Do I need to set refit=FALSE when testing for random effects in lmer() models with anova()?

Question

In general I would say that it would be appropriate to use refit=FALSE in this case, but let's go ahead and try a simulation experiment.

First fit a model without a random slope to the sleepstudy data set, then simulate data from this model:

library(lme4)
mod0 <- lmer(Reaction ~ Days + (1|Subject), data=sleepstudy)
## also fit the full model for later use
mod1 <- lmer(Reaction ~ Days + (Days|Subject), data=sleepstudy)
set.seed(101)
simdat <- simulate(mod0,1000)

Now refit the null data with the full and the reduced model, and save the distribution of p-values generated by anova() with and without refit=FALSE. This is essentially a parametric bootstrap test of the null hypothesis; we want to see if it has the appropriate characteristics (i.e., uniform distribution of p-values).

sumfun <- function(x) {
    m0 <- refit(mod0,x)
    m1 <- refit(mod1,x)
    a_refit <- suppressMessages(anova(m0,m1)["m1","Pr(>Chisq)"])
    a_no_refit <- anova(m0,m1,refit=FALSE)["m1","Pr(>Chisq)"]
    c(refit=a_refit,no_refit=a_no_refit)
}

I like plyr::laply for its convenience, although you could just as easily use a for loop or one of the other *apply approaches.

library(plyr)
pdist <- laply(simdat,sumfun,.progress="text")

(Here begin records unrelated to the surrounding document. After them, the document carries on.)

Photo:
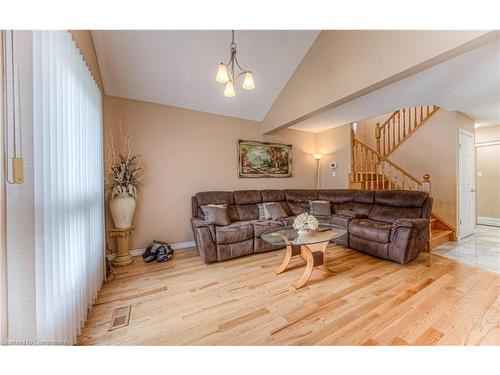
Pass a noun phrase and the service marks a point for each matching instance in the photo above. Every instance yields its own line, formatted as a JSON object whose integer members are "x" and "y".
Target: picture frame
{"x": 262, "y": 159}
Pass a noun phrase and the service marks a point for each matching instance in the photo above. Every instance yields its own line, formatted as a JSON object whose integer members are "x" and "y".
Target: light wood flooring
{"x": 432, "y": 300}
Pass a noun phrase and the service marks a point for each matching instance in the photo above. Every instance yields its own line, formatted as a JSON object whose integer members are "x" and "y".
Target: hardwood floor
{"x": 432, "y": 300}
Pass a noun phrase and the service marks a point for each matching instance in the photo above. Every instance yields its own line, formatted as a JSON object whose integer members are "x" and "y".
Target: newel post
{"x": 377, "y": 136}
{"x": 426, "y": 184}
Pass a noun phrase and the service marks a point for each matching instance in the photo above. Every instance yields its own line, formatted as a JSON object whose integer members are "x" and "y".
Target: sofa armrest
{"x": 351, "y": 214}
{"x": 200, "y": 223}
{"x": 411, "y": 223}
{"x": 204, "y": 236}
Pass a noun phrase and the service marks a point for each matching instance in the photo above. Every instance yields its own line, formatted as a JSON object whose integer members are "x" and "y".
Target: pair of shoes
{"x": 158, "y": 250}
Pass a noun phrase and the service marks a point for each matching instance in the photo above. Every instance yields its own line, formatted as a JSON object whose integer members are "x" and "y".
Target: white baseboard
{"x": 139, "y": 252}
{"x": 488, "y": 221}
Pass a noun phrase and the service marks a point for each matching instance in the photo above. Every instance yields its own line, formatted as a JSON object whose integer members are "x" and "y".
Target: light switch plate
{"x": 18, "y": 170}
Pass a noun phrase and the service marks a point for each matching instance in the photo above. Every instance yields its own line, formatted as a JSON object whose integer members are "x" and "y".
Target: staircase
{"x": 372, "y": 169}
{"x": 400, "y": 126}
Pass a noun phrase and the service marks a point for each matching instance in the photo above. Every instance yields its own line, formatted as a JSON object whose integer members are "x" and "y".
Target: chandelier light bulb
{"x": 222, "y": 74}
{"x": 248, "y": 83}
{"x": 230, "y": 73}
{"x": 229, "y": 90}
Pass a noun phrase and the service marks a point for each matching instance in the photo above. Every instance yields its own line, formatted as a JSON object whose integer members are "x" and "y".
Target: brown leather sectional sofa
{"x": 389, "y": 224}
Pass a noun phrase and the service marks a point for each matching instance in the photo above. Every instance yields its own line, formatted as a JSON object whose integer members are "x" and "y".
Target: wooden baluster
{"x": 409, "y": 119}
{"x": 404, "y": 123}
{"x": 352, "y": 150}
{"x": 399, "y": 128}
{"x": 377, "y": 136}
{"x": 426, "y": 184}
{"x": 393, "y": 126}
{"x": 383, "y": 139}
{"x": 371, "y": 170}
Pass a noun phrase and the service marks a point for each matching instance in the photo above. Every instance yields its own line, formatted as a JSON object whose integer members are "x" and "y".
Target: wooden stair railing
{"x": 373, "y": 171}
{"x": 400, "y": 125}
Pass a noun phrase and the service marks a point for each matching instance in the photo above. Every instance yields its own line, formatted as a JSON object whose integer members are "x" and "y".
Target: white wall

library(ggplot2); theme_set(theme_bw())
library(reshape2)
ggplot(melt(pdist),aes(x=value,fill=Var2))+
     geom_histogram(aes(y=..density..),
        alpha=0.5,position="identity",binwidth=0.02)+
     geom_hline(yintercept=1,lty=2)
ggsave("nullhist.png",height=4,width=5)

histogram of null distributions

Type I error rate for alpha=0.05:

colMeans(pdist<0.05)
##   refit no_refit 
##   0.021    0.026

You can see that in this case the two procedures give practically the same answer and both procedures are strongly conservative, for well-known reasons having to do with the fact that the null value of the hypothesis test is on the boundary of its feasible space. For the specific case of testing a single simple random effect, halving the p-value gives an appropriate answer (see Pinheiro and Bates 2000 and others); this actually appears to give reasonable answers here, although it is not really justified because here we are dropping two random-effects parameters (the random effect of slope and the correlation between the slope and intercept random effects):

colMeans(pdist/2<0.05)
##   refit no_refit 
##   0.051    0.055

Other points:

You might be able to do a similar exercise with the PBmodcomp function from the pbkrtest package.
The RLRsim package is designed precisely for fast randomization (parameteric bootstrap) tests of null hypotheses about random effects terms, but doesn't appear to work in this slightly more complex situation
see the relevant GLMM faq section for similar information, including arguments for why you might not want to test the significance of random effects at all ...
for extra credit you could redo the parametric bootstrap runs using the deviance (-2 log likelihood) differences rather than the p-values as output and check whether the results conformed to a mixture between a chi^2_0 (point mass at 0) and a chi^2_n distribution (where n is probably 2, but I wouldn't be sure for this geometry)